Movie Review: Raees
Movie Review: ‘Raees’
Rating: 2/5
Director: Rahul Dholakia
Cast: Shah Rukh Khan, Mahira Khan and Nawazuddin Siddiqui
After a long time Shah Rukh Khan plays a massy role in his first release of 2017, Raees. The movie is directed by Rahul Dholakia, known for winning a National award for Parzania. Pakistani actress Mahira Khan is the heroine, while Nawazuddin Siddiqui is the parallel lead.
The film opens with a brief childhood sequence, a ’70s set piece. The young Raees is street-smart, and with a head-start into criminal activity. Yes, he’s poor. And overtly touchy about being called “Battery”, slang for someone who wears spectacles. But there’s no scarring humiliation or tragedy, or “Mera baap chor hai” tattoo.
It’s fast-paced, half a dozen songs notwithstanding. But it also feels like 20 episodes of Narcos, TV series on Colombian drug lord Pablo Escobar that it is impossible to analyse it in isolation.squeezed into three hours. In that, plots and characters are often left without rhyme or reason. It’s like a film racing on skates. Albeit ones with wobbly wheels.
Swap Medellin with Fatehpura (a village in Gujarat), cocaine with alcohol, and a trump card: Shah Rukh Khan as Raees, the Escobar of Gujarat.

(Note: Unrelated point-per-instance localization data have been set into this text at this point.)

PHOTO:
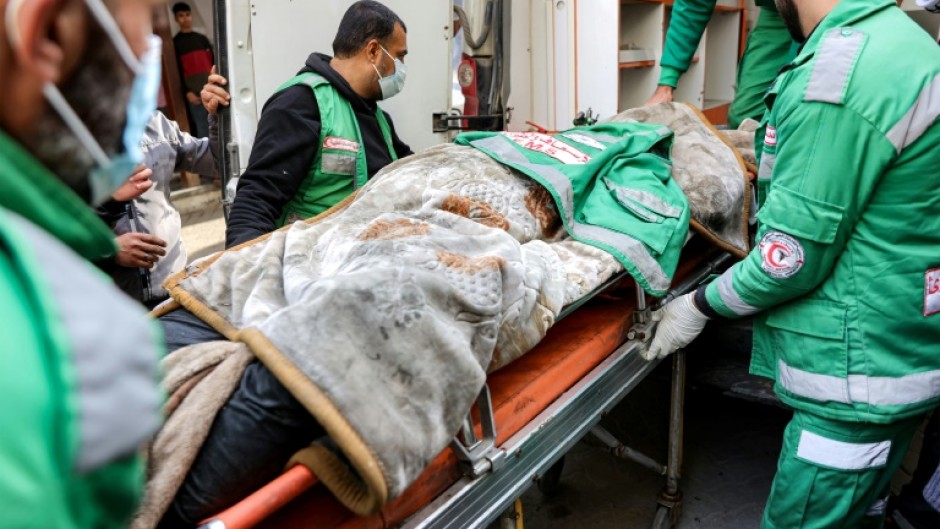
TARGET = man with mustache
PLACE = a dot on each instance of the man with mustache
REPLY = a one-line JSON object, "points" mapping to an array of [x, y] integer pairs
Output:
{"points": [[844, 285], [78, 388]]}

Raees is a movie that promises to take you back to the gangster drama of the ’70s, where a powerful Robin Hood, the Messiah of the poor, is the hero despite gaining power and money through illegal means. And it fulfills that promise to some extent. The first half is a fairly enjoyable jolly good ride, thanks to establishing Shah Rukh Khan in his action avatar and his face off scenes with Nawazuddin Siddiqui. Fans of Shah Rukh Khan will be glad to see the man return to his Baazigar mode that he left somewhere back in his career, as he began to accept Rahul/Raj images. His action scene in the first half where he chases his would be assassin is deftly done. Speaking of Nawazuddin Siddiqui, he is the actual hero of the movie. Playing to the gallery in nearly every scene, Nawazuddin steals the thunder from his far more popular co-star with quite ease. The role of the upright ACP with a knack of witty one-liners is a cakewalk for him, but it is he who makes this dark gangster drama entertaining in bits. Just check out his MJ-aping intro, which is the best scene of the movie. The background score and cinematography are first-rate.

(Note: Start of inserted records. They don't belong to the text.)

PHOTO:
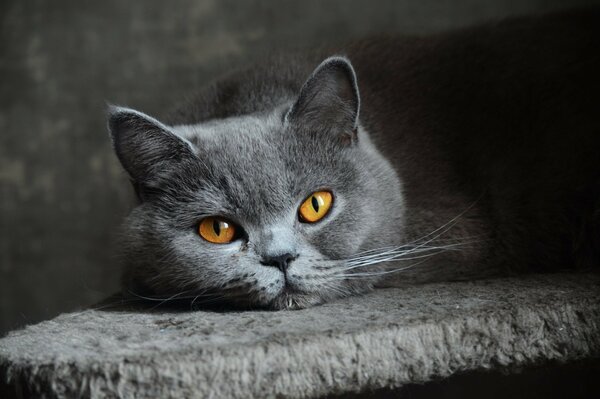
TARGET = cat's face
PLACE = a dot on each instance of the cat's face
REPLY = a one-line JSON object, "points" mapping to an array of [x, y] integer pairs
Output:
{"points": [[260, 210]]}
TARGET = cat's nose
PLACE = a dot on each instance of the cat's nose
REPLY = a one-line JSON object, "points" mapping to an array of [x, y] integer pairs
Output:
{"points": [[282, 262]]}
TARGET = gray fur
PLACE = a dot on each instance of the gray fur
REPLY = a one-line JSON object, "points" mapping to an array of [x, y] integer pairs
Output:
{"points": [[256, 170], [465, 155]]}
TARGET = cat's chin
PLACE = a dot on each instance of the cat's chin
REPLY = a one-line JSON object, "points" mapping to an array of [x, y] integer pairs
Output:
{"points": [[294, 300]]}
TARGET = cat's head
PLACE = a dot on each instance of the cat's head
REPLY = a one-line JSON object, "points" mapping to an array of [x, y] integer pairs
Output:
{"points": [[258, 210]]}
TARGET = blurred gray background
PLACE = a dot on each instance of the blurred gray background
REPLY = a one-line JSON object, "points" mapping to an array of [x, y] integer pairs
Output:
{"points": [[62, 191]]}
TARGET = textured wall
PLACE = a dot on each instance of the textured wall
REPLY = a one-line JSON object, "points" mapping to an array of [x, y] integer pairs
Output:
{"points": [[62, 192]]}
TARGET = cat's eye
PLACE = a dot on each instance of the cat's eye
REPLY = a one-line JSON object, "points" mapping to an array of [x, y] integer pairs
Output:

Predictability is a foe that has scarred many a film, and Raees is unfortunately one of its biggest victims. The rise and fall of a ganglord, whose skirmishes with police and politicians lead to his downfall is not exactly a novel idea. But a different treatment would have worked wonders on any stale story. And here’s where Rahul Dholakia falters big time. Despite providing a larger than life image to his hero, Dholakia fails to make the narrative engaging and coherent for the audience he is targeting. It’s interesting to draw parallels to another gangster drama, Once Upon A Time in Mumbai, with Raees as both have similar plots set in similar period setting. But the former knows its audiences and accepts its masala persona. Raees, meanwhile, is stuck in a limbo of whether to be a realistic drama or a masala entertainer but doesn’t do justice to either. The scenes of Raees’ ascension to power, how he hoodwinks the police and wins an election from jail are written in a very lazy manner. The terrorism angle that should have been the tension-building twist turns out to be another yawn-worthy plot device for the writers who seemed clueless as to how to end this. However the biggest letdown of Shah Rukh Khan’s Raees is the love track between Raees and his wife, that looks like an afterthought than a proper track. There is zero chemistry between SRK and Mahira, even with random insertion of songs here and there. Mahira mostly has the role of a decorative showpiece, while talented actors like Zeeshan Ayyub and Atul Kulkarni are sadly wasted. The editing is below par, while the music and the art direction are ho-hum.
.Though he has given his best here Shah Rukh Khan’s character disappointed the most, we have this feeling the actor is trying too hard, and yet the movie does not offer him anything exceptional to do. Even with the those kohl-lined eyes, we can only see Shah Rukh Khan the actor and not the character in the role. His character might be a do-gooder to his people, but we can’t help but see through Majmudar’s eyes and think of him as man who gained power and money through illegal means. The movie wants us to sympathise with him, but gives us no good reason or a brilliant scene to do so.
The problem with Raees is fundamental: the writing is shoddy and unoriginal. And by the time it wades into certain true events, it is left with too little time and meaning. As a movie, Raees is definitely a letdown. Fans of Shah Rukh Khan might give the movie its huge initial but don’t expect the road ahead to be a smooth ride.